At that time, it begins to seem beside the point to do or believe in anything in any other way than literally buying into it. And every belief we express publicly seems a posture, a marketing ploy.

Photo from GirlsLife.com

To complete the cage that’s closing around us, businesses that might strive to undo the damage wrought by consumerism find themselves afflicted with an authenticity problem, as well. Consider the dilemma of Sierra Nevada Brewery, which has quietly been taking measures to make itself energy independent and environmentally sustainable, turning its own by-products into inputs into its manufacturing process. But the minute the brewery begins promoting itself as a green business, it instrumentalizes environmentalism and makes it serve as marketing tool, a reputation builder, rather than an end in itself. This is likely to alienate the very audience who remains skeptical of environmentally sound business practices by making them seem the province of the latte liberals and coastal elites such marketing materials would appeal to.
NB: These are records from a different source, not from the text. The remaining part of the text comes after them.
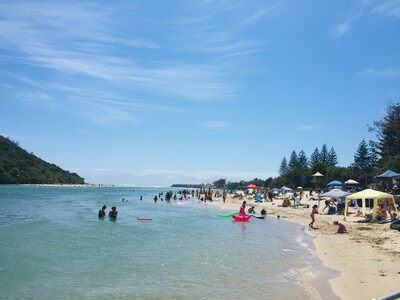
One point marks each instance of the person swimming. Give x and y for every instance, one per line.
x=102, y=212
x=113, y=213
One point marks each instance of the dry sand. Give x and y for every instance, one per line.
x=367, y=257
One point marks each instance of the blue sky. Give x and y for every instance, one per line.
x=162, y=92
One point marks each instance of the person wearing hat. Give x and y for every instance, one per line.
x=251, y=210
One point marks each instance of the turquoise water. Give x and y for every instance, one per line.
x=53, y=246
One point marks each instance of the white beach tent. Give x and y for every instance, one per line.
x=369, y=194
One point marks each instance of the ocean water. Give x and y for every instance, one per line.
x=53, y=246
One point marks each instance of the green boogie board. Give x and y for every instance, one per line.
x=228, y=215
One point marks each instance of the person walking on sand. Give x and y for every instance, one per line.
x=341, y=227
x=312, y=215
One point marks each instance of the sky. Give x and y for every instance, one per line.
x=163, y=92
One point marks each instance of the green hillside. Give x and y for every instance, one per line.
x=17, y=166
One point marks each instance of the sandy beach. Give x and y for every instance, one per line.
x=367, y=257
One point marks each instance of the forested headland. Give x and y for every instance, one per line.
x=17, y=166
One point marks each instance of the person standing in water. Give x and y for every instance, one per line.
x=113, y=213
x=312, y=215
x=102, y=212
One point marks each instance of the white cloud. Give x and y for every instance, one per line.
x=387, y=72
x=389, y=8
x=217, y=125
x=341, y=29
x=76, y=47
x=309, y=127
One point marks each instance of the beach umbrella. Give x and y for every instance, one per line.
x=285, y=188
x=387, y=174
x=249, y=191
x=251, y=186
x=317, y=174
x=335, y=193
x=350, y=182
x=335, y=183
x=369, y=194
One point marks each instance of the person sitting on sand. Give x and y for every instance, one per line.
x=312, y=215
x=394, y=217
x=251, y=210
x=285, y=203
x=113, y=213
x=241, y=210
x=341, y=227
x=328, y=204
x=102, y=212
x=382, y=214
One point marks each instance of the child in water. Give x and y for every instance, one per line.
x=113, y=213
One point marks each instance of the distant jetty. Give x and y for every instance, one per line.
x=185, y=185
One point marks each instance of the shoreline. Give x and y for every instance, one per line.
x=367, y=257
Others won’t buy into sustainability once it seems like it is something people want to congratulate themselves for, once it seems a means to an individualist end — the green pose, after all, takes the narcissism of consumerism and larders some hypocrisy on top. To put it in Elster’s terms, a reputation for environmentalism is a necessarily a by-product and not something that can rightly be the aim of a set of practices. Publicity would undermine the perceived purity of Sierra Nevada’s motives. Instead, it must rely on disinterested observers to spread the word of its greenness for it, protecting it from seeming to exploit environmentalism, reducing it to a trend. But then, any advocates must also be careful not to become too strident as well. Elster cites Stanley Benn, who argues that “political activity may be a form of moral expression”, but this must be tempered with care that it not become merely moral self-expression, “middle-class radicalism”, as most forms of commodified rebellion expressed in shopping endorsements or lifestyle choices turn out to be.
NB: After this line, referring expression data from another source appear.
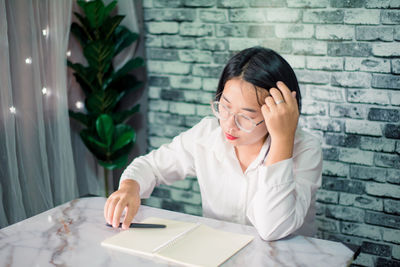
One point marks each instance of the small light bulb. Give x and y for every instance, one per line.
x=79, y=105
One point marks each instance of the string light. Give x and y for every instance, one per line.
x=79, y=105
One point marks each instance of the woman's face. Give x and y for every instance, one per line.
x=240, y=97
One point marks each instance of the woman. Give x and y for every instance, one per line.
x=253, y=165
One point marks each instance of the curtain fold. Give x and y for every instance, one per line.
x=37, y=170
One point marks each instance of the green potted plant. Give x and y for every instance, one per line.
x=102, y=38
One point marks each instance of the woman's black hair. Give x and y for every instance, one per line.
x=261, y=67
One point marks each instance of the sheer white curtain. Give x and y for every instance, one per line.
x=37, y=169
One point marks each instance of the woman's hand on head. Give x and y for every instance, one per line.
x=126, y=197
x=281, y=113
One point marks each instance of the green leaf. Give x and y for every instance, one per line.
x=130, y=65
x=120, y=117
x=79, y=116
x=105, y=128
x=115, y=164
x=124, y=134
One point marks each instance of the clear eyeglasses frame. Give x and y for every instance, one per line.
x=242, y=121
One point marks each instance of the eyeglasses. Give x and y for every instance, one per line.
x=243, y=122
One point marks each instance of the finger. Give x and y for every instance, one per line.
x=117, y=213
x=285, y=92
x=110, y=210
x=276, y=94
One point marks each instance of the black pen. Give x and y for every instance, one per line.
x=141, y=225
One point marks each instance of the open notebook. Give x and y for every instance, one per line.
x=180, y=242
The point is that one must be a true believer to make proselytizing a worthwhile action; the minute one begins to consider how what one is doing makes one come across as the sort of person who does such things, then all is lost. One becomes a vanguard hipster who’s trying to pass for a fellow traveler. The social relations at stake are reduced to ego politics, and one’s actions merely echo the system one pretends to want to change; one becomes a second-rate entrepreneur marketing a self-image. When the sincerity of your motives are in question, even if it is it seems as though it is through no fault of your own, you risk doing active harm to the cause you espouse — like Janeane Garafolo on the campaign trail in 2004. And once you become overly self-conscious about the effects you are trying to achieve, and how it reflects on you personally, your motives are suspect.
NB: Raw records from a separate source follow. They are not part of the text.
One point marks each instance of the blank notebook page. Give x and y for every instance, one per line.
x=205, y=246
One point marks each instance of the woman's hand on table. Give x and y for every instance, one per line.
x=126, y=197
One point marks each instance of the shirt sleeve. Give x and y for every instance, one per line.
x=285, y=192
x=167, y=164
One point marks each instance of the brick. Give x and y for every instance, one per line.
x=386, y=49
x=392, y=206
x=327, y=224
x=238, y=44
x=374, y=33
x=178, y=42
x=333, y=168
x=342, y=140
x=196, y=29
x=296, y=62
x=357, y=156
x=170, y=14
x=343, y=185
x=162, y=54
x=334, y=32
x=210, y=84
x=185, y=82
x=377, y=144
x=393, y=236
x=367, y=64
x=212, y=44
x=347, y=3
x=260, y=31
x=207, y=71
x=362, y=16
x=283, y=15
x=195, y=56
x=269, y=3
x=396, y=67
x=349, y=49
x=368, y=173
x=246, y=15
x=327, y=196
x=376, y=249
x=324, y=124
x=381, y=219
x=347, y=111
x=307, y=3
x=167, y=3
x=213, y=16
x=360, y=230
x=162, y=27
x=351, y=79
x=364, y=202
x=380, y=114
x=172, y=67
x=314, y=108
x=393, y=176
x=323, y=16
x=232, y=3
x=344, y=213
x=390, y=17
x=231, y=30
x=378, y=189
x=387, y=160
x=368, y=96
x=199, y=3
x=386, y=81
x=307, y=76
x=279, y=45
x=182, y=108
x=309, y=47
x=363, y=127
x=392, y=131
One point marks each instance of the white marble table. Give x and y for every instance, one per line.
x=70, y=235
Of course, I am riddled with these kinds of thoughts constantly, cursed with perpetual self-consciousness, and I’m always envious of those people who never question their causes or put their own interests out in front of the ideals they pursue. Were I to consciously try to emulate their M.O., though, I’d compound my problem; I’d still be trying to achieve through direct action a state of mind that is accomplished only by thinking entirely of something else.